28. It must be remembered that the writ petition seeking the benefit of the Repeal Act was filed in December 2004 and the learned Single Judge allowed the writ petition by an order dated 25.06.2005. It means that the respondents created a Power of Attorney and the said Sundararaman claimed to have entered into an agreement for the purchase of the land, after the filing of the writ petition but before the writ petition was allowed. These facts were not brought to the notice of the High court.

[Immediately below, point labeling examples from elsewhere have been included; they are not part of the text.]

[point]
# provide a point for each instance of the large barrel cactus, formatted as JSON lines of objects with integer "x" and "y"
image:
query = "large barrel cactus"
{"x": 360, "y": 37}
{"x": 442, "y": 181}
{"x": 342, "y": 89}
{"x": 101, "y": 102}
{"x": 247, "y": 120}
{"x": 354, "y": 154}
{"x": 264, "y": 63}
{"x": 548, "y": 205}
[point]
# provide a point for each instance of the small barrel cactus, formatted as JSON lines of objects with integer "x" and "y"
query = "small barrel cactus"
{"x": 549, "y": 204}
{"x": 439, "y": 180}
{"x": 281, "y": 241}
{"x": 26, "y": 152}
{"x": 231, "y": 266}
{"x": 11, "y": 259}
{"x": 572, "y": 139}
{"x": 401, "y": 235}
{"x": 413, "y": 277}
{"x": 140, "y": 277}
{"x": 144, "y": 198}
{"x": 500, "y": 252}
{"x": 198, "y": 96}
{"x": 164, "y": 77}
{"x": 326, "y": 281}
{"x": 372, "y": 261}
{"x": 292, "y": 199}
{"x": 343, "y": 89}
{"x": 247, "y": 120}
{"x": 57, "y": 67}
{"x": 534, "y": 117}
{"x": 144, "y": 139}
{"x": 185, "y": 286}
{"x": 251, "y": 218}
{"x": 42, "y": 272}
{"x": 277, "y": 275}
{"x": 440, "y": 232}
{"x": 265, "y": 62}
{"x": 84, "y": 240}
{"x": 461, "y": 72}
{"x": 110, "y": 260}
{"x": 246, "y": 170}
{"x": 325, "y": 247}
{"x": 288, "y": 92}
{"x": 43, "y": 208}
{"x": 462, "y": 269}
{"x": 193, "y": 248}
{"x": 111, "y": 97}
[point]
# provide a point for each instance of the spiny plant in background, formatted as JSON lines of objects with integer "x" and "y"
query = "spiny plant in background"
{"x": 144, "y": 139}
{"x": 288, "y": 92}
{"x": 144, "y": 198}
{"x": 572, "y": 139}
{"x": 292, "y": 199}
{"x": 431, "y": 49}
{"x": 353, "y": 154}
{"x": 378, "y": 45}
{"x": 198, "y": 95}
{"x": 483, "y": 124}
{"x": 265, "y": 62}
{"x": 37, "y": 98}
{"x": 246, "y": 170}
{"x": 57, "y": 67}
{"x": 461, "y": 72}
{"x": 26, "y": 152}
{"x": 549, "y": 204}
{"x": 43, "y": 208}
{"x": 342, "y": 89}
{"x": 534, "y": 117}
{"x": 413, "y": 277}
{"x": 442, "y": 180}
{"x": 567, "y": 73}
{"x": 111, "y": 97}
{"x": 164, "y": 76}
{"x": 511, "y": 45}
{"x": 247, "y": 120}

29. Interestingly, the land owners claim in their I.A.No.1 of 2008 in C.A.No.5881 of 2010 that Sundararaman had also mortgaged the property under a registered deed for a consideration of Rs. 5 crores. The land owners now claim that they came to know about the mortgage only after the disposal of the review petition and that therefore, they cancelled the Power of Attorney by a deed of revocation dated 11/12.6.2007.
Thereafter, the land owners claim to have executed a fresh Power of Attorney on 11.02.2008 in favour of another realtor by name NADI Realtors, followed by an agreement of sale dated 31.03.2008 with them. All these events have led to civil, criminal and arbitration proceedings between the respondents and third parties, showing thereby that there is a concerted attempt by a group of realtors to grab the land already vested with the Government. What the land owners and the 2 third parties namely Sundararaman and NADI Realtors have actually done, is nothing but champerty and they are not entitled to any relief from the court.
30. The reason why we have taken pains to point out the above developments is that the land owners have actually parted with their right to continue the litigation. The third parties are mere interlopers and they have no right to question the proceedings under the Act.
31. In view of the above, C.A.No.5885 of 2010 is allowed and the judgment of the learned Single Judge as well as the Division Bench are set aside and the writ petition of the respondentsland owners is dismissed.
32. As a consequence, no orders are necessary in C.A.No.5881 of 2010 and hence it is closed. All applications for impleadment are dismissed and the other applications also stand closed.